Scrutiny growing internationally
Meanwhile, fines incurred by Google stand to be still greater in India, where the company came under investigation earlier in September over alleged meddling with search results. According to a report by the Competition Commission of India (CCI), Google unfairly ranked its own websites above its rivals and placed the more generously sponsored links above other websites being searched.
So far 30 internet majors, including Facebook and Flipkart, Nokia's maps division, joined the complaint and are ready to testify against Google India. If found guilty, Google will reportedly face penalties equal to 10% of its total revenues for 2014. This would potentially lump another $6bn on top of the anticipated heavy fines Google faces under an ongoing antitrust investigation in Europe.
The US company has been under scrutiny of EU watchdogs since 2013 for allegedly abusing its dominance in the European market and squeezing out smaller players. Microsoft, TripAdvisor, Streetmap and others have all made antitrust allegations against Google.

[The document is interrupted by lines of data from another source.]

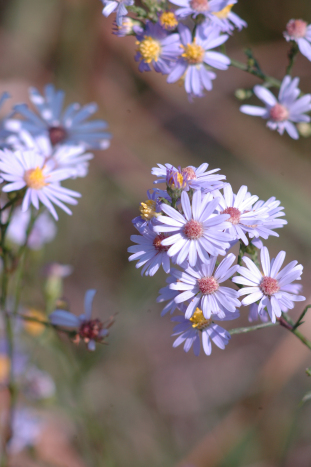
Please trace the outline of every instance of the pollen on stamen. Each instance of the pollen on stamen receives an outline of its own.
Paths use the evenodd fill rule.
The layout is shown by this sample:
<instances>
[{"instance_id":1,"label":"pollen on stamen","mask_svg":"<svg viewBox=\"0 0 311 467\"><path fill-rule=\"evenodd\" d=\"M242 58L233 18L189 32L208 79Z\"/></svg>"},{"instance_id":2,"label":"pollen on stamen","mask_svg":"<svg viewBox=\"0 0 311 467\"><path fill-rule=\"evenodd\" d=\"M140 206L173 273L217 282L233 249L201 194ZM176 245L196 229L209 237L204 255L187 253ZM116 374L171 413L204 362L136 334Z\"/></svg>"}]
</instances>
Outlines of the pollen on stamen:
<instances>
[{"instance_id":1,"label":"pollen on stamen","mask_svg":"<svg viewBox=\"0 0 311 467\"><path fill-rule=\"evenodd\" d=\"M291 19L286 25L286 32L293 39L305 37L308 23L302 19Z\"/></svg>"},{"instance_id":2,"label":"pollen on stamen","mask_svg":"<svg viewBox=\"0 0 311 467\"><path fill-rule=\"evenodd\" d=\"M162 240L164 240L165 238L167 238L165 234L159 234L153 240L153 246L159 253L163 253L164 251L167 251L170 248L169 246L162 245Z\"/></svg>"},{"instance_id":3,"label":"pollen on stamen","mask_svg":"<svg viewBox=\"0 0 311 467\"><path fill-rule=\"evenodd\" d=\"M228 18L228 15L229 15L233 5L234 5L233 3L230 3L230 5L225 6L225 8L223 8L222 10L214 11L213 15L215 15L219 19L226 19L226 18Z\"/></svg>"},{"instance_id":4,"label":"pollen on stamen","mask_svg":"<svg viewBox=\"0 0 311 467\"><path fill-rule=\"evenodd\" d=\"M219 289L215 277L202 277L198 280L198 286L203 295L211 295Z\"/></svg>"},{"instance_id":5,"label":"pollen on stamen","mask_svg":"<svg viewBox=\"0 0 311 467\"><path fill-rule=\"evenodd\" d=\"M184 234L190 240L197 240L203 235L203 225L201 222L191 219L184 227Z\"/></svg>"},{"instance_id":6,"label":"pollen on stamen","mask_svg":"<svg viewBox=\"0 0 311 467\"><path fill-rule=\"evenodd\" d=\"M208 0L191 0L190 6L193 10L198 11L199 13L209 10Z\"/></svg>"},{"instance_id":7,"label":"pollen on stamen","mask_svg":"<svg viewBox=\"0 0 311 467\"><path fill-rule=\"evenodd\" d=\"M275 122L284 122L288 119L289 111L282 104L275 104L274 107L270 109L270 117Z\"/></svg>"},{"instance_id":8,"label":"pollen on stamen","mask_svg":"<svg viewBox=\"0 0 311 467\"><path fill-rule=\"evenodd\" d=\"M158 61L161 54L161 45L151 36L144 36L142 41L137 41L137 50L140 52L143 60L146 63L151 63L153 60Z\"/></svg>"},{"instance_id":9,"label":"pollen on stamen","mask_svg":"<svg viewBox=\"0 0 311 467\"><path fill-rule=\"evenodd\" d=\"M268 297L277 293L280 290L278 281L276 279L273 279L273 277L268 277L268 276L264 276L262 278L262 281L259 287L262 293L265 295L268 295Z\"/></svg>"},{"instance_id":10,"label":"pollen on stamen","mask_svg":"<svg viewBox=\"0 0 311 467\"><path fill-rule=\"evenodd\" d=\"M230 218L226 222L231 222L233 225L237 225L240 222L241 211L238 208L229 207L226 208L221 214L230 214Z\"/></svg>"},{"instance_id":11,"label":"pollen on stamen","mask_svg":"<svg viewBox=\"0 0 311 467\"><path fill-rule=\"evenodd\" d=\"M211 319L206 319L203 315L202 310L200 308L196 308L195 312L193 313L192 317L190 318L192 323L192 327L198 329L198 331L203 331L206 329L212 322Z\"/></svg>"}]
</instances>

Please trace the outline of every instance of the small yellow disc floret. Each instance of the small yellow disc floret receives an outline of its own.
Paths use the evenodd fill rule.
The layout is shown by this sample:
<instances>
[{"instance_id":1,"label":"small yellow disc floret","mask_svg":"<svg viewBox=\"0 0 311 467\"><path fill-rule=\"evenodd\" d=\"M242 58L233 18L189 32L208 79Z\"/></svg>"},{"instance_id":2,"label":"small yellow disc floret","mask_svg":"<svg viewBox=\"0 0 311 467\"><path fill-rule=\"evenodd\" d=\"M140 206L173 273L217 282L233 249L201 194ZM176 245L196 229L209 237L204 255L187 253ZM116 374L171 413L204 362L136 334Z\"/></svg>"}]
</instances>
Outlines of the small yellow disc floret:
<instances>
[{"instance_id":1,"label":"small yellow disc floret","mask_svg":"<svg viewBox=\"0 0 311 467\"><path fill-rule=\"evenodd\" d=\"M226 18L228 18L228 15L229 15L233 5L234 5L234 3L230 3L230 5L225 6L225 8L223 10L215 11L213 13L213 15L217 16L217 18L219 18L219 19L226 19Z\"/></svg>"},{"instance_id":2,"label":"small yellow disc floret","mask_svg":"<svg viewBox=\"0 0 311 467\"><path fill-rule=\"evenodd\" d=\"M140 203L140 215L145 221L150 221L158 215L156 213L156 202L148 199L145 203Z\"/></svg>"},{"instance_id":3,"label":"small yellow disc floret","mask_svg":"<svg viewBox=\"0 0 311 467\"><path fill-rule=\"evenodd\" d=\"M140 52L146 63L151 63L153 60L158 61L161 53L161 45L158 41L150 36L144 36L144 39L137 41L136 45L138 52Z\"/></svg>"},{"instance_id":4,"label":"small yellow disc floret","mask_svg":"<svg viewBox=\"0 0 311 467\"><path fill-rule=\"evenodd\" d=\"M196 308L195 312L190 318L190 321L192 323L192 327L198 329L199 331L203 331L203 329L207 328L212 322L211 319L205 318L200 308Z\"/></svg>"},{"instance_id":5,"label":"small yellow disc floret","mask_svg":"<svg viewBox=\"0 0 311 467\"><path fill-rule=\"evenodd\" d=\"M196 40L192 44L187 44L186 46L181 46L185 51L181 55L187 60L188 63L195 65L196 63L202 63L204 57L204 49L201 45L196 44Z\"/></svg>"},{"instance_id":6,"label":"small yellow disc floret","mask_svg":"<svg viewBox=\"0 0 311 467\"><path fill-rule=\"evenodd\" d=\"M160 24L164 29L175 29L178 26L178 20L172 11L164 11L160 16Z\"/></svg>"},{"instance_id":7,"label":"small yellow disc floret","mask_svg":"<svg viewBox=\"0 0 311 467\"><path fill-rule=\"evenodd\" d=\"M46 183L46 176L43 174L42 169L40 167L36 167L35 169L29 169L25 173L24 180L29 188L34 190L41 190Z\"/></svg>"}]
</instances>

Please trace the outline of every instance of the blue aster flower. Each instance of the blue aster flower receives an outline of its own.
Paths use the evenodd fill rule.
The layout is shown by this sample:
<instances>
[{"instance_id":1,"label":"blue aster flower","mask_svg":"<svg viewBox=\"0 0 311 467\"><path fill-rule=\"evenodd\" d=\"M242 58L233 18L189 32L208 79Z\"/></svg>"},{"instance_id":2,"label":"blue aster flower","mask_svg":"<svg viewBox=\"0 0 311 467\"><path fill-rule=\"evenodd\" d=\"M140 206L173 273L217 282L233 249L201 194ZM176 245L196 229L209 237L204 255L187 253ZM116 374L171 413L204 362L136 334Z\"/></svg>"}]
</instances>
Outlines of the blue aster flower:
<instances>
[{"instance_id":1,"label":"blue aster flower","mask_svg":"<svg viewBox=\"0 0 311 467\"><path fill-rule=\"evenodd\" d=\"M216 78L216 74L207 69L206 65L219 70L226 70L230 65L230 59L226 55L211 50L223 44L229 36L220 35L219 29L213 26L198 26L194 39L185 25L180 24L178 30L183 52L173 65L167 82L175 83L184 78L186 92L190 96L202 97L203 89L210 91L213 87L212 80Z\"/></svg>"},{"instance_id":2,"label":"blue aster flower","mask_svg":"<svg viewBox=\"0 0 311 467\"><path fill-rule=\"evenodd\" d=\"M38 113L30 110L26 104L18 104L14 110L24 120L8 119L6 129L15 133L26 130L33 136L44 134L50 138L53 146L63 143L92 149L106 149L109 146L111 135L104 131L107 123L104 120L86 121L97 111L96 103L83 107L73 103L62 111L65 93L56 90L52 84L45 86L44 96L36 88L30 88L29 97Z\"/></svg>"},{"instance_id":3,"label":"blue aster flower","mask_svg":"<svg viewBox=\"0 0 311 467\"><path fill-rule=\"evenodd\" d=\"M179 35L169 34L159 23L148 21L144 32L136 37L135 60L140 61L139 71L151 71L152 64L158 73L169 73L172 61L181 54Z\"/></svg>"},{"instance_id":4,"label":"blue aster flower","mask_svg":"<svg viewBox=\"0 0 311 467\"><path fill-rule=\"evenodd\" d=\"M117 14L116 23L118 26L122 26L124 16L127 15L126 6L134 4L134 0L102 0L104 4L103 15L108 17L114 11Z\"/></svg>"}]
</instances>

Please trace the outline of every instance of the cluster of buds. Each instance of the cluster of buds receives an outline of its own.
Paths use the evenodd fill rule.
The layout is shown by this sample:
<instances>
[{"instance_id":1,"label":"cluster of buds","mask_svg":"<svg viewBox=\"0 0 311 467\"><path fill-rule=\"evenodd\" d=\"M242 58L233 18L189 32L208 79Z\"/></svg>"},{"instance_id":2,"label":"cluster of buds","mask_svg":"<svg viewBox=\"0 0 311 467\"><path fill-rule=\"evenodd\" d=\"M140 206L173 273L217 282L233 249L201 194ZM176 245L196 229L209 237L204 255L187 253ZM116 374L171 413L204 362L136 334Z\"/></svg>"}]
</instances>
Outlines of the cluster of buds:
<instances>
[{"instance_id":1,"label":"cluster of buds","mask_svg":"<svg viewBox=\"0 0 311 467\"><path fill-rule=\"evenodd\" d=\"M281 269L285 252L270 261L261 240L278 236L275 229L287 224L280 201L259 200L247 186L235 194L219 169L207 169L206 163L183 169L159 164L152 169L155 183L165 183L166 190L148 191L141 215L133 219L139 235L131 240L136 245L128 249L129 260L137 260L142 274L153 276L161 266L169 274L157 301L167 302L162 315L178 312L172 318L178 323L173 346L183 343L186 352L193 346L196 355L201 340L206 355L212 341L225 348L231 336L215 321L239 318L241 305L251 305L250 321L275 323L294 302L305 300L299 295L301 286L292 284L301 278L302 266L292 261ZM230 250L238 243L234 264L236 256ZM230 278L238 289L223 285Z\"/></svg>"}]
</instances>

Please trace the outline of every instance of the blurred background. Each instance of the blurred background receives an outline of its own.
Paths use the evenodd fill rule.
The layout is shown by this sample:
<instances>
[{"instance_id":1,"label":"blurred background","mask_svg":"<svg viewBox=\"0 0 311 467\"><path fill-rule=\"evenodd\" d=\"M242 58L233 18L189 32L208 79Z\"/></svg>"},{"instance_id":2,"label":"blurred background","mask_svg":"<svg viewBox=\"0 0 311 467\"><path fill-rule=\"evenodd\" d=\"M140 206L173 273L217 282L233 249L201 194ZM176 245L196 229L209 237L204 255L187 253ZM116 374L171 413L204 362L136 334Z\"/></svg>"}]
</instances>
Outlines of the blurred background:
<instances>
[{"instance_id":1,"label":"blurred background","mask_svg":"<svg viewBox=\"0 0 311 467\"><path fill-rule=\"evenodd\" d=\"M310 139L281 137L262 119L241 114L234 91L259 81L237 69L217 72L213 91L192 104L178 84L140 74L135 38L112 35L114 15L101 10L99 0L0 2L0 91L12 96L2 114L29 103L29 86L42 91L52 82L66 91L67 104L97 102L97 117L113 134L111 147L95 152L89 175L67 184L83 197L72 217L59 213L57 238L36 261L39 268L49 261L72 265L64 289L71 311L82 313L85 291L96 288L94 316L117 313L116 323L109 345L94 354L64 338L55 356L44 347L45 334L29 339L57 396L40 409L47 422L36 450L19 453L12 465L310 466L311 404L299 407L311 389L310 351L279 327L234 336L209 358L173 349L173 325L156 304L165 274L141 277L126 251L135 233L131 219L153 184L151 168L208 162L235 191L245 184L260 199L281 200L288 225L267 246L304 265L310 303ZM263 70L282 79L289 48L282 32L291 18L311 22L309 2L239 0L234 12L249 27L229 40L229 56L245 61L250 46ZM311 92L311 63L303 56L293 76ZM25 283L23 293L26 305L43 306L39 288L30 294ZM227 329L248 324L242 311ZM311 336L310 317L301 330Z\"/></svg>"}]
</instances>

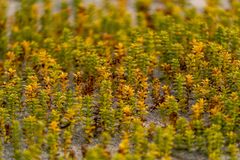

Google loss is Yandex's theoretical gain
The combined broadside of fines by international anti-monopoly watchdogs could cost the company a significant market share in Russia, where Yandex is ready to take up any sudden slack.
Google enjoys a 90% market share in Europe, according to data from StatCenter, while it is second in Russia to Yandex, which holds a 57% share of the search market. However, the dynamics of recent months show that Google is hot on the leader's heels and gaining: Yandex has been steadily losing customers since its user base peaked in October 2014, while Google's share grew from 29.9% in late 2014 to 35.2% in August 2015, according to Liveinternet.
Yandex is also losing ground on the browser front, as Chrome is the most popular browser in Russia and in the mobile search segment. Yandex's search share on Android devices has been in free fall since the end of last year, when Google amended the terms of its mobile services license for producers of mobile devices.
The intervention of the FAS has so far been good news for the Russian company, which surged 12% in its NASDAQ stock value during September 14 trading, though it corrected by 0.8% on MICEX.
According to the Svyaznoi mobile retailer, the share of Android devices on the Russian market is 85%, which means the Russian mobile sector is heavily dominated by Google. However, in January-May 2015, the share of Windows Phone OS doubled y/y and reached 8%, becoming the second most popular mobile platform on the local market - another promising sign for Yandex as Nokia smartphones in Russia come with a pre-installed Yandex search engine. Additionally, in July, Microsoft and Yandex agreed the pre-installment of Yandex.money app on all Lumia smartphones.
Theoretically, if Google's pressure on phone producers is lifted, Yandex will be able to again strike deals with manufacturers to pre-install its search apps and boost its search share on Android devices, Sberbank CIB analysts said in a note. "However, it will be important to see what exactly the FAS will require from Google, as this will determine the ultimate impact on Yandex's search share and valuation," the note said.